Shadow Fall (Shadow, #2)

Gay, Custo reminded himself. But he still didn’t like anyone touching her.

Custo peered across the way, trying to get a glimpse of her and caught only a bit of white tutu. Not good enough. There were at least a dozen dancers in white tutus—could be her, could be some other woman. He extended his mind to see if he could glean her well-being from her thoughts: a shoe ribbon was too tight. Her throat was dry. The shreds of thought surfaced in the cacophony of mental chatter coming from the thousands in the audience and did him no good.

He touched his earbud. “Jens, how’s Annabella?”

“She’s fine,” Jens answered. “Standing right here on her tippy toes to see over the—”

Custo’s earbud crackled. “Oh, shit,” Tommy’s voice cut in, breathing heavy, shouts in the background, cars honking, a crash. “Wraiths.”

Custo’s heart lurched. “Say again?”

“A group of them! It’s a trap!” A wraith screeched, high and painfully shrill in Custo’s earpiece. “He can’t hold them off for long.”

Annabella joined Jasper onstage where he grieved at her grave.

“Who? Who can’t hold them off forever?” But Custo already knew.

Onstage, the couple mirrored each other’s movements—Jasper, strong and earthy, Annabella, light and ethereal, both utterly unaware of the nightmare unfolding outside the theater.

“Adam. He’s out there alone.”





Chapter Nine

GISELLE’S broken heart pulled her gaze to the dirt floor of the forest as she rose above from the freshly turned earth of her grave. She kept her hands folded on her breast, to hold the fragments of her love within her. Prince Albrecht would marry another, a royal lady, and not some peasant girl who knew nothing of the world. His betrayal killed her, yet she couldn’t help but love him still.

But she wasn’t a peasant girl any longer.

She was a wili, a ghost, and would dance forever.

Joining the host of other wilis caught in the midnight hush of the wood, Giselle tiptoed down the long diagonal sweep of dancers to bow to her wili queen, Myrtha.

Everything was as it should be, quiet and peaceful. Annabella’s body felt strong, ready for this moment, though a chill of anxiety had her nerves snapping. The sensation went beyond opening-night jitters, beyond nerves, to fear.

On one side of her was the woodland backdrop; on the other, the black yawn of theater where the audience sat, voyeurs to Giselle’s tragic love story. Annabella looked up and strained her eyes beyond the side curtains of the stage: A bright angel stood beyond the false trees, his pale green gaze fixed on her. He was her hope, her protection. With him watching, her dance would be lighter, her heart would be lighter.

If Custo were near, she would be safe.

Giselle rose from her deep curtsy and began the series of arabesque turns that marked her advent into the Other.

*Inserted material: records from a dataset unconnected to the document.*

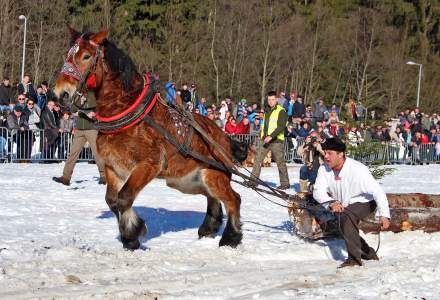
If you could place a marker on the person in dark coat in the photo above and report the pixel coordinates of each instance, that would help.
(51, 131)
(27, 88)
(299, 109)
(21, 135)
(6, 95)
(185, 94)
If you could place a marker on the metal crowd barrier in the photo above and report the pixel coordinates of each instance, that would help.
(38, 146)
(52, 146)
(388, 153)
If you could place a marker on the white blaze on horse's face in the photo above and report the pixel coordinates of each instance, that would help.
(78, 60)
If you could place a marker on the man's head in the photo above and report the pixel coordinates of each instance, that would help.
(26, 79)
(66, 115)
(18, 110)
(211, 115)
(50, 104)
(30, 104)
(21, 99)
(272, 99)
(334, 153)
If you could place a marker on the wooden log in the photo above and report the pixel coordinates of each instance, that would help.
(410, 212)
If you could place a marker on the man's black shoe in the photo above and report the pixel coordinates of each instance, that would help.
(370, 256)
(61, 180)
(283, 187)
(350, 262)
(249, 183)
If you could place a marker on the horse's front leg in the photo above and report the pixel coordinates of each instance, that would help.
(114, 185)
(131, 226)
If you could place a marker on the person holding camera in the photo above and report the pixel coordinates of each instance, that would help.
(85, 131)
(272, 139)
(313, 157)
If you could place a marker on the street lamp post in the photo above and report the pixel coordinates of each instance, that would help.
(420, 79)
(22, 17)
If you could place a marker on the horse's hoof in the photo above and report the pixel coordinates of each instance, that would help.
(144, 230)
(231, 240)
(205, 232)
(131, 245)
(209, 228)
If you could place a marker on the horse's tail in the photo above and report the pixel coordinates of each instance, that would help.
(239, 150)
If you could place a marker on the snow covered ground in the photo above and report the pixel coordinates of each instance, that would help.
(62, 242)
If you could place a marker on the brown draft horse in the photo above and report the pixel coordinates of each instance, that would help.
(135, 156)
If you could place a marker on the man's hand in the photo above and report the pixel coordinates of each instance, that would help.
(384, 223)
(91, 115)
(83, 100)
(336, 207)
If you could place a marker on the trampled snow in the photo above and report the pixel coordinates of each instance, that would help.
(62, 242)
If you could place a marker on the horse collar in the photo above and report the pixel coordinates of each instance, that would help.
(134, 113)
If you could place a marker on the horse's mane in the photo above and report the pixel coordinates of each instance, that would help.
(119, 62)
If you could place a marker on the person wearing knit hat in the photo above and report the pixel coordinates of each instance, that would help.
(334, 144)
(347, 188)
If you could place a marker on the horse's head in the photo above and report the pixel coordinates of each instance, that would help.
(83, 64)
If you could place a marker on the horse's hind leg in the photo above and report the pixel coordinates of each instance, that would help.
(218, 185)
(131, 226)
(114, 184)
(213, 219)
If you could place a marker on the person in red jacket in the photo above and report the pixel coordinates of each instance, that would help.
(231, 126)
(243, 127)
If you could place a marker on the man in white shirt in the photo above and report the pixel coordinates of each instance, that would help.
(347, 188)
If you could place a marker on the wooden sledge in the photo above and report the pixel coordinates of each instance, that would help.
(408, 212)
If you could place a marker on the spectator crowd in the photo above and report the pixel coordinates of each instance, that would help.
(34, 120)
(26, 111)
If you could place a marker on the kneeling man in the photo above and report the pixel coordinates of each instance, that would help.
(346, 187)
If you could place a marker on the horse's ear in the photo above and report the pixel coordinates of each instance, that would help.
(98, 38)
(73, 32)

Heart hammering in her chest, she stirred the air, spun her magic, and reached for a world beyond her own.

“Where are you, Tommy?” Custo bit out the words, keeping his gaze fixed on Annabella. She was dancing in the center of the stage, surrounded by the other dancers. There was no sign of the wolf. Yet.

Custo strode to the edge of the curtain. Should he grab her now? Stop the performance? Abort the mission? Would there be a second chance? Damn it.

“Why aren’t you in your seat?” Custo stretched his mind to locate Tommy, found him quickly, by the rear, ground-floor exits. Custo invaded his thoughts: the soldier had made up his mind to join the fray as soon as he signed off the call. But on whose side was Tommy going to fight?

Using Tommy as a reference, Custo pushed slightly outward to the mental press of the city. Looking for Adam was like looking for a known star, but in an alien night sky. Nothing familiar, then—

There. Adam, burning with single-minded determination to survive.

Tommy buzzed in Custo’s ear, answering, “I spotted a wraith and followed him rather than take my seat with the rest of the audience. Do you want me to pull the others from their positions?”

And leave Annabella unprotected and vulnerable?

“Recall only those in the back rows. Keep the stage surrounded and keep me apprised of the situation with the wraiths.”

Custo listened in as Tommy called soldiers by name and directed them to the back of the building.

“Move fast,” Custo added. Adam was out there. Talia and her babies needed him. If Adam died—well, there’d be one more angel—but a hell of a lot of good that’d do for the wraith war on Earth. Adam and Talia were mortality’s only hope.

From his position, Custo had only a partial view of the audience. They were rapt, attention on the stage, but a few rose and sidestepped down their aisles. He assumed others farther back were doing the same. It would have to do.